I think the wording is confusing--fermion simply describes any particle with half integer spin so it can describe both elementary as well as composite particles. Primary fermions are quark and leptons. 3 quarks together is a baryon which is a composite fermion (because it has half spin). 2 quarks together makes a meson (having integer spin). I will edit the text to try to clarify. Can someone please double check and see if it makes sense? ThanksTensegrity 23:45, 2 April 2007 (UTC) Ah, thank you for correcting my brain fart re: the atomic weight/nbr of nucleons. :) Tensegrity 18:10, 4 April 2007 (UTC)
Please comment of the new table of elementary particles at Wikipedia:Graphic_Lab/Images_to_improve#String Theory. Thanks. Dhatfield (talk) 22:51, 28 June 2008 (UTC)

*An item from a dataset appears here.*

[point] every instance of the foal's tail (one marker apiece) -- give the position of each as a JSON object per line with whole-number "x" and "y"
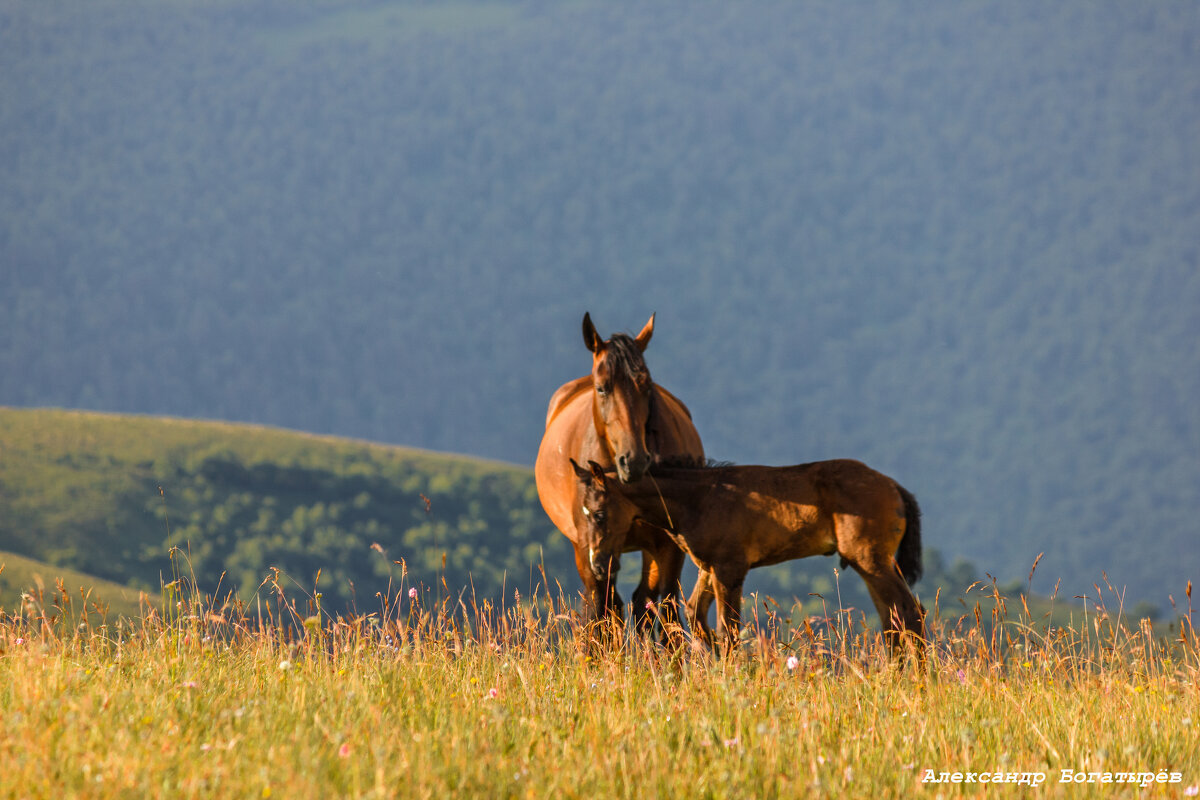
{"x": 909, "y": 553}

Don't you think it is necesary for non physicist to know some fundamental experimental facts to explain why it is postulated the existence of fermions? Paranoidhuman (talk) 00:44, 18 August 2008 (UTC)
Chirality (physics) says there are some left-handed fermions (the ones that feel the weak nuclear force) implying there are right-handed ones that don't. Should this article on fermions mention chirality or refer somewhere ? Weak interaction has a table of left-handed fermions (and implies their antiparticles are right-handed and feel the weak interaction). Standard_Model seems to say W and Z behave differently regarding L/R-handedness. Are there any right-handed fermions (as opposed to antifermions) ? - Rod57 (talk) 17:57 26 November 2012 (UTC)
- Yes, there are plenty of right handed fermions - except for the neutrino, which only feels the weak force.-- cheers, Michael C. Price talk 20:43, 26 November 2012 (UTC)
When the text says a Dirac (massive) fermion can be treated as a "combination" of two Weyl (massless) fermions, the word combination must mean something other than a composite particle, which if it were made of two fermions would be a boson. I suspect it means superposition. If so it would be good say superoposition and for some knowledgeable person to add, or point to, a simple explanation of how a superposition of two massless particles can have mass.CharlesHBennett (talk) 13:54, 15 May 2013 (UTC)
Nothing in Wikipedia on Weyl fermions?
Wikipedia has articles on Dirac fermions and Majorana fermions but nothing at all on Weyl fermions beyond the parenthetical "massless" in this article and a mysterious link to Spinors whose only mention of any kind of fermion is in the phrase "electrons and other fermions". The article on Fermionic fields refers to Weyl spinors without however saying what they are. Moreover Wikipedia lists 38 topics named after Hermann Weyl with no mention of Weyl fermions. Yet a web search for "Weyl fermion" turns up 9,740 results. Why this omission? --Vaughan Pratt (talk) 17:53, 9 October 2013 (UTC)
All fermions obey Fermi Dirac statistics - true or false? (definition question)
At the moment the first sentence of the article says "In particle physics, a fermion [...] is any particle characterized by Fermi–Dirac statistics and [...]". I'd like to ask a question about definitions here, as I'm fairly sure that this sentence is wrong and misleading.
As far as I understand, when people say "Fermi Dirac statistics" they have in mind a result from statistical thermodynamics of non-interacting fermions in thermal equilibrium. This very specific and idealized result is associated with the Fermi occupation number . If this is the intended meaning of Fermi-Dirac statistics, then I'd like to point out that typically, fermions do not obey Fermi Dirac statistics: fermions that we can get into equilibrium generally have significant interactions (e.g. electrons); fermions with weak interactions are usually not in equilibrium (e.g. neutrinos). Fermi Dirac statistics are often a good approximation for electrons in metals / semiconductors, but by no means are they exact and violations are often found.
On the other hand, if "Fermi Dirac statistics" is intended to refer to the general quantum mechanical principles of Pauli exclusion / exchange antisymmetry / etc., then indeed all fermions follow Fermi Dirac statistics. However, if that is so, then the article Fermi–Dirac statistics needs to be massively reworked for this more general meaning.